5. If a multi reader multi case (MRMC) comparative effectiveness study was done, If so, what was the effect size of how much human readers improve with AI vs without AI assistance:
- No MRMC comparative effectiveness study was done. This document explicitly states, "Clinical data and conclusions were not needed for this device." There is no mention of AI.
6. If a standalone (i.e. algorithm only without human-in-the loop performance) was done:
- Not applicable.
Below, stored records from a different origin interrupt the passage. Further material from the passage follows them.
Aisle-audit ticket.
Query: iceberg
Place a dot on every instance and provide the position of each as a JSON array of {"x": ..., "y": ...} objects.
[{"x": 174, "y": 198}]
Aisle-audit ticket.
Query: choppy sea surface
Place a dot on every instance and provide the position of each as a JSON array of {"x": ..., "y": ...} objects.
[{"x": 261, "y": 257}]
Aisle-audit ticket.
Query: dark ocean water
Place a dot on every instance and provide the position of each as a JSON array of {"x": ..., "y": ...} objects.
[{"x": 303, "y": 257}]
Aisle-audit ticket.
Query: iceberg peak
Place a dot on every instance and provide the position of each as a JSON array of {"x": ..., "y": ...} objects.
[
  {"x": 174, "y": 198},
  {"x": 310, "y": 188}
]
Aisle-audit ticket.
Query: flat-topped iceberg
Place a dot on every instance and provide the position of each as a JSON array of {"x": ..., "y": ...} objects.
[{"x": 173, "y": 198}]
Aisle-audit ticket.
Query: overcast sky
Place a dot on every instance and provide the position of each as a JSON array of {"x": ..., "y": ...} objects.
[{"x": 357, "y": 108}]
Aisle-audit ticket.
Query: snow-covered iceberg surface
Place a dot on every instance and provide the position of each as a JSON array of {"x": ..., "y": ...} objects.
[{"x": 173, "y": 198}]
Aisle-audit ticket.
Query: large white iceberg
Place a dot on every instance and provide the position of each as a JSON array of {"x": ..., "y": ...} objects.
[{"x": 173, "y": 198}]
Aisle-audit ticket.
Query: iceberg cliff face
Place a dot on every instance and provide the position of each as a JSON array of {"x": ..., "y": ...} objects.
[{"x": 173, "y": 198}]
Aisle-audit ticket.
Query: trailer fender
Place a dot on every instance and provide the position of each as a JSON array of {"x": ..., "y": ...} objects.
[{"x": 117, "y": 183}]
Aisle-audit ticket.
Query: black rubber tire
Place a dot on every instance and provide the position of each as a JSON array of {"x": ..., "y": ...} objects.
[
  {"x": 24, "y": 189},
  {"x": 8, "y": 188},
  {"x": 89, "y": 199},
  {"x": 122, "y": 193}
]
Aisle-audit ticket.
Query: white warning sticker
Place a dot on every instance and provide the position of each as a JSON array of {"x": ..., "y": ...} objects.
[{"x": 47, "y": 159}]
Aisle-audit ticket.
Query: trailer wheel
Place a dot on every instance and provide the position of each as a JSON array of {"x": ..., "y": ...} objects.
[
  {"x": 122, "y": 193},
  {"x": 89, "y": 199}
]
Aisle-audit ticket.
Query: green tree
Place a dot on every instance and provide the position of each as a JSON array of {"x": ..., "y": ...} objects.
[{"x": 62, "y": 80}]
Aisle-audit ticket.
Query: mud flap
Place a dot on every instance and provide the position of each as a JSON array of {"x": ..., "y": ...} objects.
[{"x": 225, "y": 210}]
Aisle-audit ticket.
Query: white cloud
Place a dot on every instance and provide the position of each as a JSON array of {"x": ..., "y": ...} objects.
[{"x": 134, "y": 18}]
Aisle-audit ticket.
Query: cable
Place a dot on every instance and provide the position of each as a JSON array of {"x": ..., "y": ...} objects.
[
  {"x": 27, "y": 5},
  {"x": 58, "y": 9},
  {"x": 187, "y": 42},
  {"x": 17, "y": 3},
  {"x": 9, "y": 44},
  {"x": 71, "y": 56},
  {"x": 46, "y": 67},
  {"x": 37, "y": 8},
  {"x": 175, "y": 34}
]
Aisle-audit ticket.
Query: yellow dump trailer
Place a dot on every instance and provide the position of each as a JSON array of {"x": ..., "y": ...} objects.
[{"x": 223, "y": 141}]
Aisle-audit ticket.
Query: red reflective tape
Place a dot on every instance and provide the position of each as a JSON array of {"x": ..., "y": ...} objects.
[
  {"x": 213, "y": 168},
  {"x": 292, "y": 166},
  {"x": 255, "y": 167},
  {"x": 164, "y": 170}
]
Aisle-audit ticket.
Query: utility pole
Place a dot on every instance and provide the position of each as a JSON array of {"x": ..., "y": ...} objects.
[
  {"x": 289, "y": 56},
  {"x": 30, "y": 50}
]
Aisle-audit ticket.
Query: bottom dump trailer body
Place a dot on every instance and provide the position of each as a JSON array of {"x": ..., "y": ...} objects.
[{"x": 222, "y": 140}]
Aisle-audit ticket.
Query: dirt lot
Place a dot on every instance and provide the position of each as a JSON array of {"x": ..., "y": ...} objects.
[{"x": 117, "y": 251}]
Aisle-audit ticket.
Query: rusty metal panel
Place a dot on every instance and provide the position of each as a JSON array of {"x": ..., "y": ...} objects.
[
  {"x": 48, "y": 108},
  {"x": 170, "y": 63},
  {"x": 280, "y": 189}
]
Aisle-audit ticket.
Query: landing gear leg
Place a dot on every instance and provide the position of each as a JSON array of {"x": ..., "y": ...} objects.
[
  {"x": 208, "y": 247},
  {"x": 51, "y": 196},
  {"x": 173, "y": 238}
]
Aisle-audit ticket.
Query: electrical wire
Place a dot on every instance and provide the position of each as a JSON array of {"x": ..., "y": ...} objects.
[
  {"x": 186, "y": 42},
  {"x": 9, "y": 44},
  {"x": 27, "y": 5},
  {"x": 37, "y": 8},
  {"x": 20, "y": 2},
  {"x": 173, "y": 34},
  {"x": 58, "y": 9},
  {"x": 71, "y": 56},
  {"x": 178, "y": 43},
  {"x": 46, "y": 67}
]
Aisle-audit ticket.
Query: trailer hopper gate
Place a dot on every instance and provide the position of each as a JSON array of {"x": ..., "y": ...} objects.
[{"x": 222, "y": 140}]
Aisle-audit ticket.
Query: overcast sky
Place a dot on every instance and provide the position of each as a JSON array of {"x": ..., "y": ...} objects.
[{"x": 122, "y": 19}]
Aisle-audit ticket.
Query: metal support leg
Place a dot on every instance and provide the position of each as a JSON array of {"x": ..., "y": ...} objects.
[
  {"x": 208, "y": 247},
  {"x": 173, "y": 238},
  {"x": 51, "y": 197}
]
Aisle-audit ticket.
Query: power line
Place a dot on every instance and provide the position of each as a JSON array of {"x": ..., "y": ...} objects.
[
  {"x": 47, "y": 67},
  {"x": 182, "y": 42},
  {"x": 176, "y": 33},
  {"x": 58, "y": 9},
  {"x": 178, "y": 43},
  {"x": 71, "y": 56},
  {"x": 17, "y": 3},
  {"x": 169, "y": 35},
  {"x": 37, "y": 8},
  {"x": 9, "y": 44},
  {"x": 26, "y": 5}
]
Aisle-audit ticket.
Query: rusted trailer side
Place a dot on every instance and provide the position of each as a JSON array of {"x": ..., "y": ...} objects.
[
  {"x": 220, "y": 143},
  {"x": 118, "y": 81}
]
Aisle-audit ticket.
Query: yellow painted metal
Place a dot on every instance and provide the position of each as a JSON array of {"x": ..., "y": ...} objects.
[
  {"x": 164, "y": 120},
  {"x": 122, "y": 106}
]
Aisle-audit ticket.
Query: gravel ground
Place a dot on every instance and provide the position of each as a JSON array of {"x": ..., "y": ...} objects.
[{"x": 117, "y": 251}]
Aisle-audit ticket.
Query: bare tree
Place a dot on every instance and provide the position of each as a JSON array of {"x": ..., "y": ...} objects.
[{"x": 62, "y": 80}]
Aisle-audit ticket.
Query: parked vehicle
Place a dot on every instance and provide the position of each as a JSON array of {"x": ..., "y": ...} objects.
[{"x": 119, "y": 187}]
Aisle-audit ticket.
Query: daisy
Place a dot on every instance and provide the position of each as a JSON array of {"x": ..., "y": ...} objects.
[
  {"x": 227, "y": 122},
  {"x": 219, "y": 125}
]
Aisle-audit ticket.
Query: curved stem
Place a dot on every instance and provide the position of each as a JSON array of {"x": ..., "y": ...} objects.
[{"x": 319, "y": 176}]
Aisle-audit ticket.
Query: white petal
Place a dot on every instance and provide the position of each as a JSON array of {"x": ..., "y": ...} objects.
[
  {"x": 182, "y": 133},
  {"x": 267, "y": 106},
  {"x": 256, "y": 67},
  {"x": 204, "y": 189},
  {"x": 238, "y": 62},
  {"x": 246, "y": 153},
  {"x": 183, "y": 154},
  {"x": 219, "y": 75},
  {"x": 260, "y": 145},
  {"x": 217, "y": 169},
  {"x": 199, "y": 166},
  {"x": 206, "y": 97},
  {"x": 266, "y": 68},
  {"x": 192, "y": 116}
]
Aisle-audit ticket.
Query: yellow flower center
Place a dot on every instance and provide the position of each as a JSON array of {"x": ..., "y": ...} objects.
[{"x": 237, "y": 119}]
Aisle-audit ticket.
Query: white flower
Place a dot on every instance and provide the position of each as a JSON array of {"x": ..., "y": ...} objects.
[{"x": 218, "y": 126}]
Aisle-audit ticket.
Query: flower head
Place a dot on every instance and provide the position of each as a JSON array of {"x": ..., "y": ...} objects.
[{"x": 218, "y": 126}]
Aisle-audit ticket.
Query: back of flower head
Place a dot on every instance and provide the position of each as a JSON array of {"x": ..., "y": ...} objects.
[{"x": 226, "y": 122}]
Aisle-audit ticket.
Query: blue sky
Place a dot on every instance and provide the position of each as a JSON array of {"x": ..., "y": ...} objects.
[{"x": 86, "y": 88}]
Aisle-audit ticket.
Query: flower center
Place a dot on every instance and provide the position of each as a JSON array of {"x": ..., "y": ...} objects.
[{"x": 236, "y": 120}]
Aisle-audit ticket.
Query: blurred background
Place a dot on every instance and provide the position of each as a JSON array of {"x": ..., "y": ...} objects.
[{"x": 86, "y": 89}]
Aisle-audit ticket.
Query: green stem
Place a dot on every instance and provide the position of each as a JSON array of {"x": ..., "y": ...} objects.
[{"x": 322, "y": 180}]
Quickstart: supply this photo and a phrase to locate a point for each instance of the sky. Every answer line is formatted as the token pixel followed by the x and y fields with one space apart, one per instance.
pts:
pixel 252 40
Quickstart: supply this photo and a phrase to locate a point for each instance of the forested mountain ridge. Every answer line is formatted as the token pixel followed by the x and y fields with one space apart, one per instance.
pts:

This is a physical medical device (interbody fusion system), not an algorithm or AI.
7. The type of ground truth used:
- The "ground truth" for this device's acceptance is adherence to established ASTM (American Society for Testing and Materials) standards for mechanical properties and the demonstration of substantial equivalence to a legally marketed predicate device (Tyber Medical Interbody System, K130573) based on these mechanical tests.
8. The sample size for the training set:
- Not applicable. There is no training set mentioned or required for this type of device submission, as it involves mechanical testing and not machine learning or AI.
9. How the ground truth for the training set was established:
- Not applicable. As there is no training set, there is no corresponding ground truth establishment process.